Currently, unsupervised learning methods for detecting sarcasm are still in the early stages of development, with most algorithms being clustering-based and more suitable for pattern recognition. Researchers are working toward creating unsupervised models to avoid the limitations and difficulties associated with labeling datasets in supervised learning approaches, such as the time and labor-intensive process. In 2016, Nozza et al. [16] presented an unsupervised framework for detecting irony called the TopicIrony model (TIM), which builds upon probabilistic topic models, specifically the Latent Dirichlet Allocation (LDA) model, originally developed for sentiment analysis. TIM is designed to model irony toward various topics in a domain-independent manner. Mukherjee and Bala [17] also explored both supervised and unsupervised learning environments using the Naive Bayes algorithm and the Fuzzy C-means (FCM) clustering algorithm, respectively. Transfer learning approaches, which leverage pre-trained models and adapt them to new domains, have gained attention due to the difficulty of annotating data and the importance of context in capturing figurative language phenomena. A hybrid neural architecture called Recurrent CNN RoBERTA (RCNN-RoBERTa) was developed, which combines a recurrent convolutional neural network with the RoBERTa architecture to improve the detection of sarcasm [18].

Oprea and Magdy [19] developed neural models to extract author context, which they described as the embedded representation of a user’s previous tweets. They used two different sets of tweets, one of which was human-categorized for sarcasm and the other of which was automatically labeled. In the author’s proposed architecture, exclusive models make predictions based entirely on the user’s past behavior rather than the currently classified tweet. On the other hand, inclusive models considered both previous user activity and the most recent tweet. Because of their rising profile in recent years, multimodal techniques also need mention. As part of the first multimodal technique, photos were incorporated into the sarcasm detection information. The authors compiled information from tweets, Instagram posts, and weblogs. After that, they used a support vector machine (SVM) method and a deep learning method to identify sarcasm.

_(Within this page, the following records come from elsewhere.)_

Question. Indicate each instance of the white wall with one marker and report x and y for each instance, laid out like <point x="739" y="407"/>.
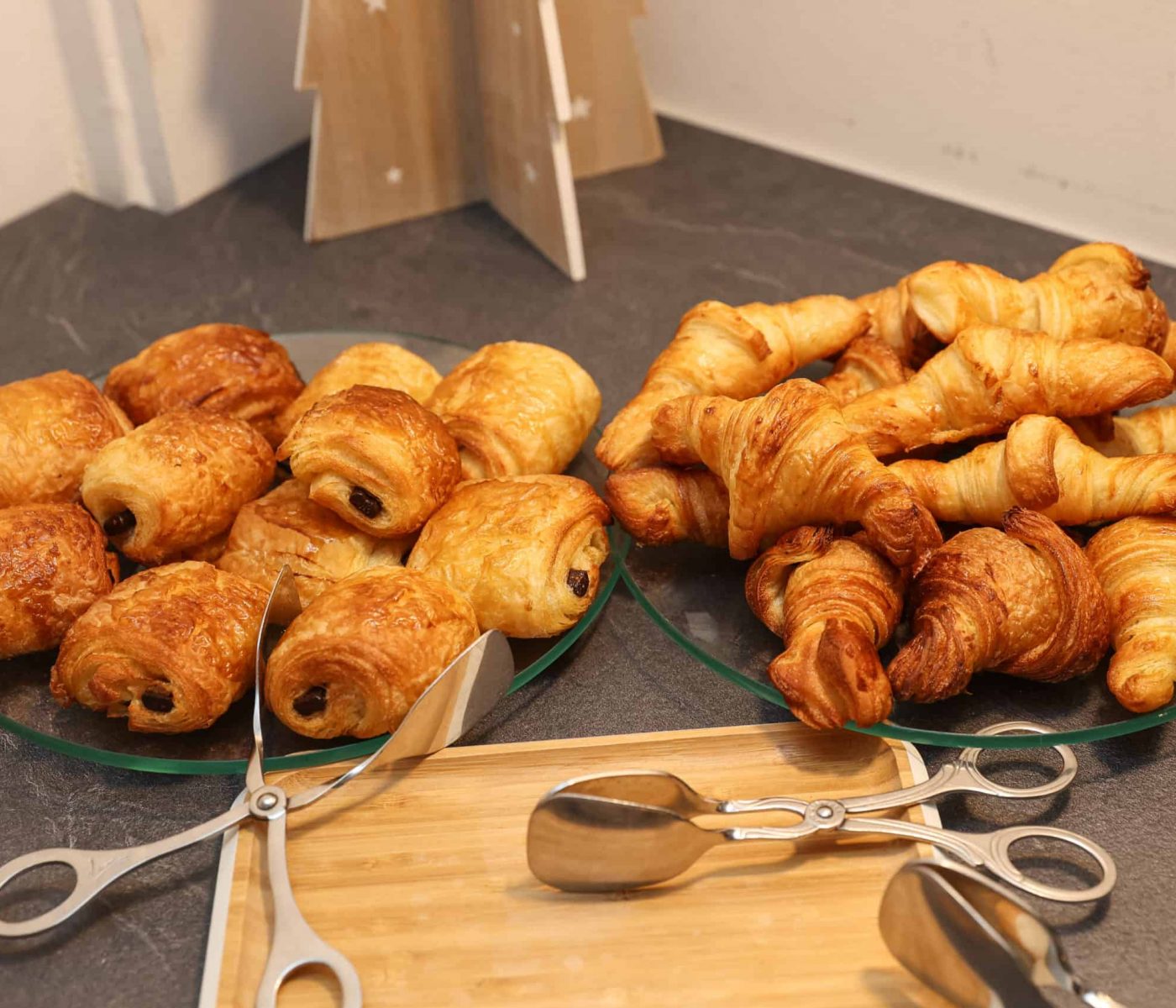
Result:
<point x="35" y="131"/>
<point x="1056" y="112"/>
<point x="155" y="102"/>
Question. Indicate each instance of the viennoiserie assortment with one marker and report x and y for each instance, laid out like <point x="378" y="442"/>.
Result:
<point x="941" y="487"/>
<point x="415" y="511"/>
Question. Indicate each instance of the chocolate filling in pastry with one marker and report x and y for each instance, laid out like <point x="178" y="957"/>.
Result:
<point x="578" y="581"/>
<point x="158" y="702"/>
<point x="313" y="701"/>
<point x="366" y="504"/>
<point x="118" y="523"/>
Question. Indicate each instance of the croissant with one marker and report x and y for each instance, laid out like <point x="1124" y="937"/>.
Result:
<point x="735" y="352"/>
<point x="788" y="459"/>
<point x="1135" y="560"/>
<point x="53" y="564"/>
<point x="659" y="506"/>
<point x="517" y="408"/>
<point x="176" y="482"/>
<point x="356" y="659"/>
<point x="170" y="648"/>
<point x="526" y="551"/>
<point x="1041" y="466"/>
<point x="50" y="429"/>
<point x="382" y="365"/>
<point x="1023" y="601"/>
<point x="375" y="458"/>
<point x="894" y="323"/>
<point x="990" y="376"/>
<point x="287" y="528"/>
<point x="867" y="364"/>
<point x="1149" y="432"/>
<point x="1094" y="291"/>
<point x="834" y="601"/>
<point x="231" y="370"/>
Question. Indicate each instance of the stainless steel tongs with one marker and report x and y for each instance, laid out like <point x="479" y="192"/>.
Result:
<point x="449" y="707"/>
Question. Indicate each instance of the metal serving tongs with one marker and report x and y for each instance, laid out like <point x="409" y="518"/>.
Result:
<point x="974" y="942"/>
<point x="449" y="707"/>
<point x="611" y="832"/>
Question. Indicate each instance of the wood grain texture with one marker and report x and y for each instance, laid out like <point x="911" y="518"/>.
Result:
<point x="421" y="879"/>
<point x="613" y="123"/>
<point x="396" y="129"/>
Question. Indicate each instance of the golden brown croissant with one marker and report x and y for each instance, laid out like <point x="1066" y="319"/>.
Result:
<point x="382" y="365"/>
<point x="287" y="528"/>
<point x="517" y="408"/>
<point x="659" y="506"/>
<point x="990" y="376"/>
<point x="834" y="602"/>
<point x="176" y="482"/>
<point x="375" y="458"/>
<point x="1094" y="291"/>
<point x="1023" y="601"/>
<point x="1135" y="560"/>
<point x="868" y="362"/>
<point x="231" y="370"/>
<point x="53" y="564"/>
<point x="170" y="648"/>
<point x="360" y="654"/>
<point x="1041" y="466"/>
<point x="1149" y="432"/>
<point x="526" y="551"/>
<point x="723" y="350"/>
<point x="50" y="429"/>
<point x="894" y="323"/>
<point x="787" y="460"/>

They utilized extracted NLP and visual semantic features for the SVM method. The DL strategy combined two separate networks to make the prediction: an NLP network and a visual network. Results showed that when visual information was integrated, performance improved for the Instagram set but had no effect on Twitter. Nevertheless, text features contributed little to the deep learning method’s efficiency. In contrast, they developed a hierarchical fusion model that integrated not just one but three feature representations: picture, image attribute, and text. Textual characteristics, visual characteristics, and visual attributes were all considered separate modalities by the paper’s writers. The paper’s proposed hierarchical fusion model began with the extraction of image and attribute features before moving on to the extraction of text features using attribute features and a bidirectional long short-term memory (BiLSTM) network. The model then merged the information from the three modalities into a single feature vector for prediction purposes after reconstructing the features. For training and evaluation purposes, the authors used a Twitter-based multimodal dataset.

In addition to this, a multimodal strategy for text preprocessing that was based on BERT was proposed in [20]. The research was carried out using data from Twitter, which included both text and images. The model incorporated three different elements: text, a hashtag, and an image. Both intermodality attention, which refers to the relationship between picture and text, and intramodality attention, which refers to attention paid within the text, were used in the model. One fact that stands out as particularly intriguing is that the solutions with the highest scores in the SemEval 2020 competition made use of ensemble methods and/or applied data augmentation. As a result, semi-supervised techniques, when combined with transformer-based architectures, have the potential to achieve higher outcomes compared to other methods and should be favored moving forward.

The vast majority of publications make use of datasets of varying sizes. If we want to develop solutions that are more effective, then future research should concentrate on constructing datasets and dealing with them in a way that takes into account the context of the problem. Augmentation techniques can also be used to extend the dataset as discussed in [21]. Researchers are now showing interest in multimodal research methods, and it is recommended that further datasets similar to MUStARD [14], which combines several distinct kinds of data, be established. Based on the above discussion, Table 1 shows the overview of work done till now. To summarize, researchers have been exploring various approaches to automatic sarcasm identification, including unsupervised models such as TIMg, supervised models such as SVM, RF, Naive Bayes, CNN, LSTM, BiLSTM, and multimodal models that incorporate visual and image features.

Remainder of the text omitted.